First thing is that you do not need to record the bancrofted fees in Accela at all, you could elect to record and collect them only through your agency financial system - they have to be in part as they are often interest-bearing. There is a payment contract between the applicant/customer and your agency typically, via Finance. Some level of 'payment plan' is outlined and agreed upon, and the customer typically is making those 'payments' to Finance as a more complex tracking system is often required for bancrofting.
However, if you do want to record bancrofted fees in Accela, you would assess the total fee, and 'pay' it with a BILLED exceptional payment method. This method does NOT show in your nightly cash reports for cash drawer settling as it is not actually CASH, so important note on that. BILLED effectively shows the fee as 'paid' when really it is just being billed to pay later. Another important note but does not apply here, any BUILDING surchargeable fees paid with BILLED are still due the State Surcharge whether actual CASH has been collected or not.
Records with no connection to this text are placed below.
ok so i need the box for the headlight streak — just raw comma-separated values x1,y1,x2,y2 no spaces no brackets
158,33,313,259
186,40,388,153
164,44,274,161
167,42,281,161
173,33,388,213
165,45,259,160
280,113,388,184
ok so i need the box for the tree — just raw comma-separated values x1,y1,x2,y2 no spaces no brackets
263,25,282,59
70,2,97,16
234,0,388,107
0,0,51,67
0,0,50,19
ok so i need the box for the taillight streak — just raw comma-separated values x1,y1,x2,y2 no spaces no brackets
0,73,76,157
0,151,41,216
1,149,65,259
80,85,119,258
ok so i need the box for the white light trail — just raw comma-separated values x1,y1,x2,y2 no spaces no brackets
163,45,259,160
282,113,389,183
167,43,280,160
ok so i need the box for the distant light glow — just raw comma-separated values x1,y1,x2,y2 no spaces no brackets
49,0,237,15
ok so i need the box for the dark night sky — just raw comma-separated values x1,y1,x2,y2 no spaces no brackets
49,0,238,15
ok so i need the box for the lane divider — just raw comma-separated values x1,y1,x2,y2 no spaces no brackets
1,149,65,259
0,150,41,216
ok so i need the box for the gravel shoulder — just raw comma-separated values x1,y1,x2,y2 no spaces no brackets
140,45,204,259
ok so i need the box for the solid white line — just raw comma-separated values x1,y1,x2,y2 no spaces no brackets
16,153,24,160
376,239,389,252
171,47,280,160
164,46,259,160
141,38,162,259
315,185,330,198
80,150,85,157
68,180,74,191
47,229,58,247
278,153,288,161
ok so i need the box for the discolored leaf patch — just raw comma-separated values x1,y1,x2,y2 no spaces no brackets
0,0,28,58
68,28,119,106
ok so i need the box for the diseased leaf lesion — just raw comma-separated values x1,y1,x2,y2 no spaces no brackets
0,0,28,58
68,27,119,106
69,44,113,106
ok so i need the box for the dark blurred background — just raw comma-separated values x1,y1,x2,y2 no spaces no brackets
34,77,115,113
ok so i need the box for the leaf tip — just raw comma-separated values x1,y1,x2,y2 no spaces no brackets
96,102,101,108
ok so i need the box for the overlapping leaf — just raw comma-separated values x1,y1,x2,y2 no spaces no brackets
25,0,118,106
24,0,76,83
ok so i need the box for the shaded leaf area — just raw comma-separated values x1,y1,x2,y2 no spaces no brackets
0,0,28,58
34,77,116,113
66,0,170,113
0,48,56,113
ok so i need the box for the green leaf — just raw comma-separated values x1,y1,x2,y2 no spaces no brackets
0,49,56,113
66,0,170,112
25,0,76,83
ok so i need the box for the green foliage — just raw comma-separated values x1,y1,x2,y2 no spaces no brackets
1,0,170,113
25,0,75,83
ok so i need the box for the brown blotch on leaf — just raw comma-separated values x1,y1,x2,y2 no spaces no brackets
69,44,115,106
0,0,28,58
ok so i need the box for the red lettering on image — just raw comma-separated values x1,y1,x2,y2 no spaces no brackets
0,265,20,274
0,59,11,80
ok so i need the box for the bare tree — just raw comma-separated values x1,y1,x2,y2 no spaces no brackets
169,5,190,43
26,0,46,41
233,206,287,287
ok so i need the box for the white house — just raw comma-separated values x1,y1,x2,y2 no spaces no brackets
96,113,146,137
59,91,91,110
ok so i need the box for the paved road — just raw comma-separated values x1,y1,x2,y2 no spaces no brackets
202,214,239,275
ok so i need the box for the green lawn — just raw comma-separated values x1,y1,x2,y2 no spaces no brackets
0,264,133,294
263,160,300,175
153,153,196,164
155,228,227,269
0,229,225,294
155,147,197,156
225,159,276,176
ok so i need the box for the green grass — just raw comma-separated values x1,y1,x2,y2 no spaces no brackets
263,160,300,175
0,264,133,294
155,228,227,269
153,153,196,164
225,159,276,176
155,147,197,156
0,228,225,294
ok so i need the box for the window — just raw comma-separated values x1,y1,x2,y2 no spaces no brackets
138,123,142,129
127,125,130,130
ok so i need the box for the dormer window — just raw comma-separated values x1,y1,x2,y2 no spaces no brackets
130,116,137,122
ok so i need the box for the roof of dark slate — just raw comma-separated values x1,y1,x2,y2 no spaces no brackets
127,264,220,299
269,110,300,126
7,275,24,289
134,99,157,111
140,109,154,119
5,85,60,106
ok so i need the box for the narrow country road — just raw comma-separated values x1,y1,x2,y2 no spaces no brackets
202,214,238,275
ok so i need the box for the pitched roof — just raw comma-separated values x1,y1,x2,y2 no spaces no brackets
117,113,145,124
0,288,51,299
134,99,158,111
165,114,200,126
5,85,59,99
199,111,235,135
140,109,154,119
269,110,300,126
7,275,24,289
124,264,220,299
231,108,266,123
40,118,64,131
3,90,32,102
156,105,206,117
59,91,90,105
Then when the customer makes a payment to Finance, they would need to notify you, you would then VOID the earlier BILLED payment which makes the fee outstanding again, process a JOURNAL ENTRY exceptional payment type for the exact amount of the payment the customer made through Finance - then pay the remainder again with a BILLED exceptional payment again. Then 2nd time the customer pays Finance, you would void ONLY THE BILLED PAYMENT, leaving the earlier JOURNAL ENTRY in place (as that actual payment was made to Finance), process another JOURNAL ENTRY to reflect the 2nd payment they made to Finance, and so on, repeating this until they have FULLY PAID the entire fee with JOURNAL ENTRY.
A BILLED payment method is designed and intended to only be temporary, as a placeholder for actual payments to come - someone must manage these until fully paid. A JOURNAL ENTRY is designed specifically only to reflect payments made outside of Accela, in other systems that need to be shown in Accela for record keeping or tracking purposes. NEITHER show in nightly cash balancing reports as they are both really just placeholders of sorts, not ever really CASH payment.